• Bonne semaine

    Bonne semaine

     

    L'Automne

     

    A toute autre saison je préfère l'automne,
    Et je préfère aux chants des arbres pleins de nids
    La lamentation confuse et monotone
    Que rend la harpe d'or des grands chênes jaunis.

    Je préfère aux gazons semés de pâquerettes
    Où la source égrenait son collier d'argent vif,
    La clairière déserte où, tristes et discrètes,
    Les feuilles mortes font leur bruit doux et plaintif.

    Plus de moissons aux champs, ni de foin aux vallées;
    Mais le seigle futur rit sur les bruns sillons,
    Et le saule penchant ses branches désolées
    Sert de perchoir nocturne aux frileux oisillons.

    Et, depuis le ruisseau que recouvrent les aulnes
    Jusqu'aux sommets où, seuls, les ajoncs ont des fleurs,
    Les feuillages divers qui s'étagent par zones
    Doublent le chant des bruits de l'hymne des couleurs.

    Et les pommiers sont beaux, courbés sous leurs fruits roses,
    Et beaux les ceps sanglants marbrés de raisins noirs,
    Mais plus beaux s'écroulant sous leurs langues décloses,
    Les châtaigniers vêtus de la pourpre des soirs.

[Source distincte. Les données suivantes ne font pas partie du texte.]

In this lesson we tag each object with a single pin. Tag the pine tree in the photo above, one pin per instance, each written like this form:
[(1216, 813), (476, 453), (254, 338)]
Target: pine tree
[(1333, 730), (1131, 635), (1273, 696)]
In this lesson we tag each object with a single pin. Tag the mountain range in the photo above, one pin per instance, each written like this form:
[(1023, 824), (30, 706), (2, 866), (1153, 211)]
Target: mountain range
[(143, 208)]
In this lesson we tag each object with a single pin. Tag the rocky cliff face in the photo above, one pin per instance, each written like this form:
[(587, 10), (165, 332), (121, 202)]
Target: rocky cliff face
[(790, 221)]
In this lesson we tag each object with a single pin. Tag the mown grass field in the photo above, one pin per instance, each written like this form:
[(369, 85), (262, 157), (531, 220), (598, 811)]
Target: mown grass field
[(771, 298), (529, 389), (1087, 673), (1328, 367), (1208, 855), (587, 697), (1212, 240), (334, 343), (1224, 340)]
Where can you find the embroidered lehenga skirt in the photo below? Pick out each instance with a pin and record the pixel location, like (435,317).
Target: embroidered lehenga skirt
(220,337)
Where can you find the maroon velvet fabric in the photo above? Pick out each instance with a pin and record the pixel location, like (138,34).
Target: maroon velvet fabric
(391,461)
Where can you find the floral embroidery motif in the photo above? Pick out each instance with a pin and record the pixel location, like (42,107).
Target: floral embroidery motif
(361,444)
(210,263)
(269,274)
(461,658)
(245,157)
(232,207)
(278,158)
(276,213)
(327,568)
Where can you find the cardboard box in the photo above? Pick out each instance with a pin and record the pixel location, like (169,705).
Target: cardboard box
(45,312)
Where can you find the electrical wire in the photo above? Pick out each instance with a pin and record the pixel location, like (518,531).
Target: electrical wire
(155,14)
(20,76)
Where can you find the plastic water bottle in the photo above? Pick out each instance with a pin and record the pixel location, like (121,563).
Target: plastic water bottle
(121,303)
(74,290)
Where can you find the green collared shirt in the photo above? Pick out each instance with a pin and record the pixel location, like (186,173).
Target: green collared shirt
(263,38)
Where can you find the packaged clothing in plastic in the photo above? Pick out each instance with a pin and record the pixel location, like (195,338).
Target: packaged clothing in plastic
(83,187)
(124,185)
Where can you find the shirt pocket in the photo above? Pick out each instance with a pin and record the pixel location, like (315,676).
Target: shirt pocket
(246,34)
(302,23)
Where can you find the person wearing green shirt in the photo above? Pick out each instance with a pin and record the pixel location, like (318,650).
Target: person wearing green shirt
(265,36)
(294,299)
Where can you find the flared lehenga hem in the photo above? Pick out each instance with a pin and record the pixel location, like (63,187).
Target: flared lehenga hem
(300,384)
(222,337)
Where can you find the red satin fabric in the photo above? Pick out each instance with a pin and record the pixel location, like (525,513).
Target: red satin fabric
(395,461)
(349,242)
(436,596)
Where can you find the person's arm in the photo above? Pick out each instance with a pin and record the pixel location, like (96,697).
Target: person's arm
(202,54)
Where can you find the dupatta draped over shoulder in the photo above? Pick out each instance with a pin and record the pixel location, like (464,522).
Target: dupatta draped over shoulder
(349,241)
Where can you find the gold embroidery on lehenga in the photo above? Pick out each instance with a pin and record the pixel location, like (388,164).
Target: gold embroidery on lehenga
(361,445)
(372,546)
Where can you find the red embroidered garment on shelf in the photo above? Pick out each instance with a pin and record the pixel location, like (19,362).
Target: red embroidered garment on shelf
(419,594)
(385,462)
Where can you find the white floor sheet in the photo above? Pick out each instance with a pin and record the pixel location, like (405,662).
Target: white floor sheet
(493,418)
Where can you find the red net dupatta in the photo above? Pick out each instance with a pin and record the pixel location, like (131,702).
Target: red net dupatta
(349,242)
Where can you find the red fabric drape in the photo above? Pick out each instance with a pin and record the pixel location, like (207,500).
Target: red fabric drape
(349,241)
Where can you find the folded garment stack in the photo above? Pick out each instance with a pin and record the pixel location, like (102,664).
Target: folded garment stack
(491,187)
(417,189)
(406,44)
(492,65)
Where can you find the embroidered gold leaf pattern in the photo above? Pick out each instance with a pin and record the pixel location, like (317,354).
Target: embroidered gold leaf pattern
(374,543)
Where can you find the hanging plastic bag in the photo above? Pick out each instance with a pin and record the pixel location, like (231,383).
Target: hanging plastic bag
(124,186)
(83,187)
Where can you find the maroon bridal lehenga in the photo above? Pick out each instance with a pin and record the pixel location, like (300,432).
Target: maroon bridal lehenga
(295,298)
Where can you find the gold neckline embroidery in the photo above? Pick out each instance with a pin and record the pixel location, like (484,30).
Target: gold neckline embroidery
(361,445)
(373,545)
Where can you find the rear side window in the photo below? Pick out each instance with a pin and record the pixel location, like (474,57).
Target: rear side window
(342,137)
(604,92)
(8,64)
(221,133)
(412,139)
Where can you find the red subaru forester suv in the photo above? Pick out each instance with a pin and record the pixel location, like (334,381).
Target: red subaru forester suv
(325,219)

    Ici c'est un grand feu de fougère flétrie
    D'où monte dans le ciel la fumée aux flots bleus,
    Et, comme elle, la vague et lente rêverie
    Du pâtre regardant l'horizon nébuleux.

    Plus loin un laboureur, sur la lande muette,
    S'appuie à la charrue, et le soleil couchant
    Détache sur fond d'or la fière silhouette
    Du bouvier et des bœufs arrêtés en plein champ.

    L'on se croirait devant un vitrail grandiose
    Où quelque artiste ancien, saintement inspiré,
    Aurait représenté dans une apothéose
    Le serf et l'attelage et l'araire sacré.